Tutorial: Binding an external PDE solver to pyMOR
=================================================
One of pyMOR's main features is easy integration of external solvers that implement the full-order model. In this tutorial
we will do this step-by-step for a custom toy solver written in C++.
If you use the `FEniCS `_ or `NGSovle `_ PDE solver libraries,
you can find ready-to-use pyMOR bindings in the :mod:`~pymor.bindings` package. pyMOR support for
`deal.II `_ can be found in a `separate repository `_.
Defining the PDE solver
-----------------------
Our solver discretizes the one-dimensional Laplace equation :math:`u''(x)=0` on the interval :math:`[\text{left},\text{right}]`
using a central differences scheme with :math:`h=\frac{|\text{right}-\text{left}|}{n}`.
First, we need a class to store our data in and with some basic linear algebra operations
declared on it.
.. literalinclude:: minimal_cpp_demo/model.hh
:lines: 4-19
:language: cpp
Next, we need the operator that discretizes our PDE.
.. literalinclude:: minimal_cpp_demo/model.hh
:lines: 22-32
:language: cpp
Together with some header guards, these two snippets make up our :download:`model.hh `.
The definitions for the `Vector` class are pretty straightforward:
.. literalinclude:: minimal_cpp_demo/model.cc
:lines: 7-35
:language: cpp
Just like the diffusion operator that computes a central differences stencil:
.. literalinclude:: minimal_cpp_demo/model.cc
:lines: 39-49
:language: cpp
This completes all the C++ code needed for the toy solver itself.

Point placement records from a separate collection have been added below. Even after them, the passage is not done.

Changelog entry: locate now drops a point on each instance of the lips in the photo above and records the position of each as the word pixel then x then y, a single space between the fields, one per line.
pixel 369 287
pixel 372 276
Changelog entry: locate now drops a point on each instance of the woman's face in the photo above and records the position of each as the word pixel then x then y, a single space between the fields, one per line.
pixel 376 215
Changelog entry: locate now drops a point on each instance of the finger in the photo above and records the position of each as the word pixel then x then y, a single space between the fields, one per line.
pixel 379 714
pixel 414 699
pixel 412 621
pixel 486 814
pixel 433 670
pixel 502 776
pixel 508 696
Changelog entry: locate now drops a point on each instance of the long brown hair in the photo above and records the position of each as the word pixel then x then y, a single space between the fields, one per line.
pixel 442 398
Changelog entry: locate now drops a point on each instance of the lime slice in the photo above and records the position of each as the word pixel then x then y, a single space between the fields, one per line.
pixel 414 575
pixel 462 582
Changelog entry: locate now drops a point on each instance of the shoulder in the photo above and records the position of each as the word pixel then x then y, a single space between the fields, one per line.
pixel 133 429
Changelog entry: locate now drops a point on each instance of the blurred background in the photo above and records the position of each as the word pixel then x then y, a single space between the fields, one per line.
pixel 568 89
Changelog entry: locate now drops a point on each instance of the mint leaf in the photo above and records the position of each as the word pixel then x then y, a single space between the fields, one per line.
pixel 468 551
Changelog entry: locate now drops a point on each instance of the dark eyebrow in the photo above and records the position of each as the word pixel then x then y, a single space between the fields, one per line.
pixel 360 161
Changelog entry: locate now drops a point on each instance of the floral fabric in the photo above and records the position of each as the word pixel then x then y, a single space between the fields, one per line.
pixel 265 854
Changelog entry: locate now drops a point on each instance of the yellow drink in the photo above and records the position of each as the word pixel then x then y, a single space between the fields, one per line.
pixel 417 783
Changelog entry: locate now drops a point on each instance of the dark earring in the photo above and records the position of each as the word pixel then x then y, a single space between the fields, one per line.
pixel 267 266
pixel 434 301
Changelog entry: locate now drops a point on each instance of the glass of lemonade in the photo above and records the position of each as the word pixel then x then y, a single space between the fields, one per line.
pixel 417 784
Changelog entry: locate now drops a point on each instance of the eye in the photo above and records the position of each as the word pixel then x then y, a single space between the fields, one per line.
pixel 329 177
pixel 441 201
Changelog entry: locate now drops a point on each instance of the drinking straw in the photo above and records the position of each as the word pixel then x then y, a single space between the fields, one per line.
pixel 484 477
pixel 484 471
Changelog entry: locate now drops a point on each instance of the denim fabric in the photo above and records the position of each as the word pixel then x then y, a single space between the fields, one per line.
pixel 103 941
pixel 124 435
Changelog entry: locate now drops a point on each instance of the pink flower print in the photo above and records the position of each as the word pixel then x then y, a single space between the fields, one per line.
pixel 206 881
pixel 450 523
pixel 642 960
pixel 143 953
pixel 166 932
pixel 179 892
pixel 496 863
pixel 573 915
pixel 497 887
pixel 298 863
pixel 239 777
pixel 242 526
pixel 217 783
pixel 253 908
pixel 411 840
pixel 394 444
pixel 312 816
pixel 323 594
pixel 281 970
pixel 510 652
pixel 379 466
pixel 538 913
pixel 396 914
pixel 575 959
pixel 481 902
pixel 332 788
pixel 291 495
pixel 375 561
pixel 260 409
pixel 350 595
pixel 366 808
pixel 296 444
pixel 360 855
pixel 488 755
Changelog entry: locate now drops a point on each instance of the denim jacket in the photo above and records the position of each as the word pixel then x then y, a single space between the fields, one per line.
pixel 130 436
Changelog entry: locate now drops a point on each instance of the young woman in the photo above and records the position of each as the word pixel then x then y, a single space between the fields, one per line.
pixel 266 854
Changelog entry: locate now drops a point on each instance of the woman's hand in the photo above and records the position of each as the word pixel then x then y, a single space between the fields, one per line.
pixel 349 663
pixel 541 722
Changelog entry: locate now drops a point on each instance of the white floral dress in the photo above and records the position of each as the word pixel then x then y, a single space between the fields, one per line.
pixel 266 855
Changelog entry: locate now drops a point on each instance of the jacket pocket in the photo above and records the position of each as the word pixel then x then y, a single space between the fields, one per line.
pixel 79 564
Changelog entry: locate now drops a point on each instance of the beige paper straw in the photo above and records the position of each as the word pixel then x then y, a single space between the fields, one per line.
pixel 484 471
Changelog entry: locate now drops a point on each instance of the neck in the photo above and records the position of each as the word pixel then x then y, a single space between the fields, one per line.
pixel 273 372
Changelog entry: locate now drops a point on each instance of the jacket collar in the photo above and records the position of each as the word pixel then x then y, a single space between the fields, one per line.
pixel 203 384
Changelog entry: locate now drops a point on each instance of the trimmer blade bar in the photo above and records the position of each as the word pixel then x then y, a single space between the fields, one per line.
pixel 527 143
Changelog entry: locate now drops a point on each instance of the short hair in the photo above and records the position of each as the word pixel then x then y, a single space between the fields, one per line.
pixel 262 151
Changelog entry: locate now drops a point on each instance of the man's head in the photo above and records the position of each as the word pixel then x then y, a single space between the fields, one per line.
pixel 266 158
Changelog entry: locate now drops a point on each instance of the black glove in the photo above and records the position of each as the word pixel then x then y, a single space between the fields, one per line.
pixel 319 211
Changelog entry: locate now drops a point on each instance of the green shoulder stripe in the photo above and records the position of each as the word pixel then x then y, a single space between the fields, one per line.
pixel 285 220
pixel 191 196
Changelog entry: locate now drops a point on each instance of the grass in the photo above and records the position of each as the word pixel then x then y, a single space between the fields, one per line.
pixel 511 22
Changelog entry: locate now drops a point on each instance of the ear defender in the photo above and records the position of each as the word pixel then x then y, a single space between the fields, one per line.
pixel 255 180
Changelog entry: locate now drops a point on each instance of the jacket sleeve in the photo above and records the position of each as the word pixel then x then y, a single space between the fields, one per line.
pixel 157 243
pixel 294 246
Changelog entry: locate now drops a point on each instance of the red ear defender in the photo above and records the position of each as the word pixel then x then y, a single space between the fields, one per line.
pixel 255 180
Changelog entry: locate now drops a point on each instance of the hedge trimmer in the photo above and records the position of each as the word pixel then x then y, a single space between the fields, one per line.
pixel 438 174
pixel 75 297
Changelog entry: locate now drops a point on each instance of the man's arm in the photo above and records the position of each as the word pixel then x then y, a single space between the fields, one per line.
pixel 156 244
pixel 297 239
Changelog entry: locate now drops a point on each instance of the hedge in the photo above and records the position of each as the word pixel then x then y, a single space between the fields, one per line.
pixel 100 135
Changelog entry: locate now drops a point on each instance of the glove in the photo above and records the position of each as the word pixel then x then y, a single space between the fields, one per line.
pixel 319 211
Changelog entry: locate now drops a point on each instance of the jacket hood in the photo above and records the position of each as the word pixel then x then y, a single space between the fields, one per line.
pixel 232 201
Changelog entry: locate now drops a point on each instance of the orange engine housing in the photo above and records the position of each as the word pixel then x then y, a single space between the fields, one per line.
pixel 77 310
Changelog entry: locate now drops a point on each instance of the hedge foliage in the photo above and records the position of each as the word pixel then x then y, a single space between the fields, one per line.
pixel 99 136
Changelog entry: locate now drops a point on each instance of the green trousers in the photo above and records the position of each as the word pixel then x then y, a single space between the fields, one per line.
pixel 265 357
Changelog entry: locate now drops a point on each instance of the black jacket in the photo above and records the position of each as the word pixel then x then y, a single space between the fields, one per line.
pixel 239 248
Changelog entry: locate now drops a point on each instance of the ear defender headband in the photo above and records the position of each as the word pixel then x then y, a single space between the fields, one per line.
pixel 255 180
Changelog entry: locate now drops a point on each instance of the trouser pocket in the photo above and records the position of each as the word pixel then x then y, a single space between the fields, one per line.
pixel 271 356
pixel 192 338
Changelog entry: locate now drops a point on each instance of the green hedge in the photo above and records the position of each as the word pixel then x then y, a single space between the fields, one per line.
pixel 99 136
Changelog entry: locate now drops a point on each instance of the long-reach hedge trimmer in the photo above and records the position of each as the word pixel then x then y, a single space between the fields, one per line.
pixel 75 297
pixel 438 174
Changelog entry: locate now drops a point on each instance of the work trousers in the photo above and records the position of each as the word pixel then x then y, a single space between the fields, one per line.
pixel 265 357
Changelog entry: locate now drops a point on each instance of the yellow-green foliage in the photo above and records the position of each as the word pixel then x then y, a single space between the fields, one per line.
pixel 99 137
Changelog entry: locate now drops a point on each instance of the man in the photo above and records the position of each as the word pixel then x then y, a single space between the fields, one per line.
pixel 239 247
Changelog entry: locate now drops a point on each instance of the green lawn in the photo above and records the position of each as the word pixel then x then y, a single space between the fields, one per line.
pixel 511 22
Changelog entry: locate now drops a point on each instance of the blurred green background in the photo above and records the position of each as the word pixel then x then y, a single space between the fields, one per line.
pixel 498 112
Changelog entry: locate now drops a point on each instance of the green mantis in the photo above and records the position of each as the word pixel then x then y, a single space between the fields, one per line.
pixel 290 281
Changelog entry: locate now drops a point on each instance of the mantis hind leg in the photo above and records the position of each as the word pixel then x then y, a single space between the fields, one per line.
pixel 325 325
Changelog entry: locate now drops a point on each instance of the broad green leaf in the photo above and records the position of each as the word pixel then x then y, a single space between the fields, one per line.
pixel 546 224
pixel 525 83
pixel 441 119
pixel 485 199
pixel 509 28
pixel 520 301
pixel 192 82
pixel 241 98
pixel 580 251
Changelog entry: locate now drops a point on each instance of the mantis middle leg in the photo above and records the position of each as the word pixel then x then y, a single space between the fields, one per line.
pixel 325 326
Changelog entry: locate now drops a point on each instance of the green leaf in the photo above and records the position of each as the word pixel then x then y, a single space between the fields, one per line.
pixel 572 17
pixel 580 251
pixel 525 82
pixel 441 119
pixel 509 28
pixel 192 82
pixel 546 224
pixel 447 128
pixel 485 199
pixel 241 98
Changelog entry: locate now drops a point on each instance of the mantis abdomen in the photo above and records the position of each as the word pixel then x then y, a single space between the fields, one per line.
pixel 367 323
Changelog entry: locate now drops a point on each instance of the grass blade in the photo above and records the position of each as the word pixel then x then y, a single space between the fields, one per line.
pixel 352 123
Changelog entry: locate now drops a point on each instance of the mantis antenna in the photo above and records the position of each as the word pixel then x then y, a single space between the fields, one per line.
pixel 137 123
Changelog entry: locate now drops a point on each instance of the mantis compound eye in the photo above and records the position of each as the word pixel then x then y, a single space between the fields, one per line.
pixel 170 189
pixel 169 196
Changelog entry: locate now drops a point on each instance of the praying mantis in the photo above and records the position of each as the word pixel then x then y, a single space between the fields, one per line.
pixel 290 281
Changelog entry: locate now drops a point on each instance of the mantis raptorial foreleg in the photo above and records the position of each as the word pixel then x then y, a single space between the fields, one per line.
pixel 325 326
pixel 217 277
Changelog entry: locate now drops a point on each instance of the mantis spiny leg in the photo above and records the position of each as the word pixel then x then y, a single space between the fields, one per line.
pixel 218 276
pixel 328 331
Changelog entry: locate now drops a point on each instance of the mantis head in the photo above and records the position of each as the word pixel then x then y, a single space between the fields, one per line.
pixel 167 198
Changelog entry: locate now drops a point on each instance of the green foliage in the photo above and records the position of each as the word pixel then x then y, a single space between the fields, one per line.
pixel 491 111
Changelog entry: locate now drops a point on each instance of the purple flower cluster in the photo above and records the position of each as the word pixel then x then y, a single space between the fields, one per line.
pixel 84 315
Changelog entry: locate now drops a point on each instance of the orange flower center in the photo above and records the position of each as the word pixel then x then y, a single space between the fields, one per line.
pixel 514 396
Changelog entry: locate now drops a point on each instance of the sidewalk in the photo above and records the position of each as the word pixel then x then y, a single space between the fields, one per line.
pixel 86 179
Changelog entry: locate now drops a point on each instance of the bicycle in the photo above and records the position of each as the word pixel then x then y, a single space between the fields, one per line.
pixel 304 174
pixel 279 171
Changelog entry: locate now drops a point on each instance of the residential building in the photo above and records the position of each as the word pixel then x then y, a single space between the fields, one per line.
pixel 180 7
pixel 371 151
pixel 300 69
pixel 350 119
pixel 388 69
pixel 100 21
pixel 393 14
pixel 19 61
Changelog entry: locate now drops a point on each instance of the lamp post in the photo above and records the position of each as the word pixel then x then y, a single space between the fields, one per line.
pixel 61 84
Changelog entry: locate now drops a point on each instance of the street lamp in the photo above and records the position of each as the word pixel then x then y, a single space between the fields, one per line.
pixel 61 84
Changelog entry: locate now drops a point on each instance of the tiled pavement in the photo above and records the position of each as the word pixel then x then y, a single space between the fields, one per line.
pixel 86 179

Next, we will make this code usable from Python.
We utilize the `pybind11 `_ library to create a Python
`extension module `_ named `model`, that allows us to manipulate
instances of the C++ `Vector` and `DiffusionOperator` classes.
Compiling the PDE solver as a shared library and creating Python bindings for it using
`pybind11 `_, `Cython `_ or
`ctypes `_ is the preferred way of integrating
external solvers, as it offers maximal flexibility and performance. For instance, in this
example we will actually completely implement the |Model| in Python using a
:mod:`time stepper ` from pyMOR to
:meth:`~pymor.models.interface.Model.solve` the |Model|.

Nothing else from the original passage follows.